Springingtiger's Blog


A Highwayman Again.

In my personal record collection I think I’ve got more CDs by Johnny Cash than any other artist. Okay my wife’s got more Elvis CDs, but I could listen to Johnny Cash all day and night without playing the same CD twice. Now instead of blogging I’m watching ‘The Highwayman: Friends To The End’.

Kris Kristofferson was expressing his awe at being on stage with his heroes and I thought, as I often do, of how one generation provides the foundation for the next, and the program kept reminding me of that. Johnny Cash gave Kristofferson his start, Willie Nelson’s guitar playing was inspired by Django Reinhardt. There’s a lovely scene of The Highwaymen meeting Gene Autry the singing cowboy who’s films inspired then as kids.

We can’t all be music stars, but in any walk of life the story is the same older more experienced people passing on what they’ve learned and encouraging the next generation. Actors do it. It happened in the studios of renaissance artists.  In the shipyards of the Clyde, the coal mines of Ayrshire, the engineering works of Springburn, on farms and in gardens across the land older workers have taught and mentored apprentices who grew into experienced workers and in turn passed on their skills to the next generation.

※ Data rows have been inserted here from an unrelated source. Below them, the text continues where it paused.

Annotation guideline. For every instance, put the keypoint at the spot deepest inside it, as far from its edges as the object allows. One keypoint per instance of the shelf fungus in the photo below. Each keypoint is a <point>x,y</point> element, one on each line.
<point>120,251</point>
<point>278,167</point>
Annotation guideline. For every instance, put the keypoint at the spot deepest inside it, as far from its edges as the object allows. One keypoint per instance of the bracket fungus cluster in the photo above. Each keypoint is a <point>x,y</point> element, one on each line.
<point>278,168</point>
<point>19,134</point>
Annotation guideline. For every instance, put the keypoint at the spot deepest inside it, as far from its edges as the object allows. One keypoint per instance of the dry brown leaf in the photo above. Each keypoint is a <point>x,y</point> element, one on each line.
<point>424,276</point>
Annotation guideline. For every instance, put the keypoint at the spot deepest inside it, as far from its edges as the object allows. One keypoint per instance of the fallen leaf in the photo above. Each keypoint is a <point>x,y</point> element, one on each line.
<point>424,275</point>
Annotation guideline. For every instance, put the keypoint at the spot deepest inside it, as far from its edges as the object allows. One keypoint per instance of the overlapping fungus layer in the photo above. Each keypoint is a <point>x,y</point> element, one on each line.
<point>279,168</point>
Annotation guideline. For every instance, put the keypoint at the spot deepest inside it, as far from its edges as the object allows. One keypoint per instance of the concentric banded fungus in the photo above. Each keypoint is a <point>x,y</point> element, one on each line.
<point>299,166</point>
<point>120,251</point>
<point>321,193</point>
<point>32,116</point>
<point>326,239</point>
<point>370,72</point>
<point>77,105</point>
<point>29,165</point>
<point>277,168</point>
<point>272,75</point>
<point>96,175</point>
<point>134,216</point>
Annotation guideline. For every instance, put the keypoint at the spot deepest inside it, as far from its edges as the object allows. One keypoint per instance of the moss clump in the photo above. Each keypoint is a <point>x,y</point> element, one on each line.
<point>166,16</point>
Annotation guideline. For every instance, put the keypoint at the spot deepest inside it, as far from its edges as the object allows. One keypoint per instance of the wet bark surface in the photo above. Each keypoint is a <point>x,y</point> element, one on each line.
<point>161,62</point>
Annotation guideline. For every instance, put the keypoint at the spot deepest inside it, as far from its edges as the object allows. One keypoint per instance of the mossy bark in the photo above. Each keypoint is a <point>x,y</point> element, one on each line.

The yards, the pits, the yards closed in the name of economics, it made financial sense. The older men ceased to bring on the next generation. Not only skills were lost, the working structure of society was lost. If there are problems in today’s we shouldn’t lay the blame on migrants or trades unionists, but on the men who put profit before people, cash before communities, who sold lives and principles for a quick buck.

At least while our society crumbles around us we still have our legends and as long as we have them we have hope. My personal legends include The Highwayman, but I’m in the latter half of my life, I hope I can leave some of my hope to fuel the dreams of my grandchildren.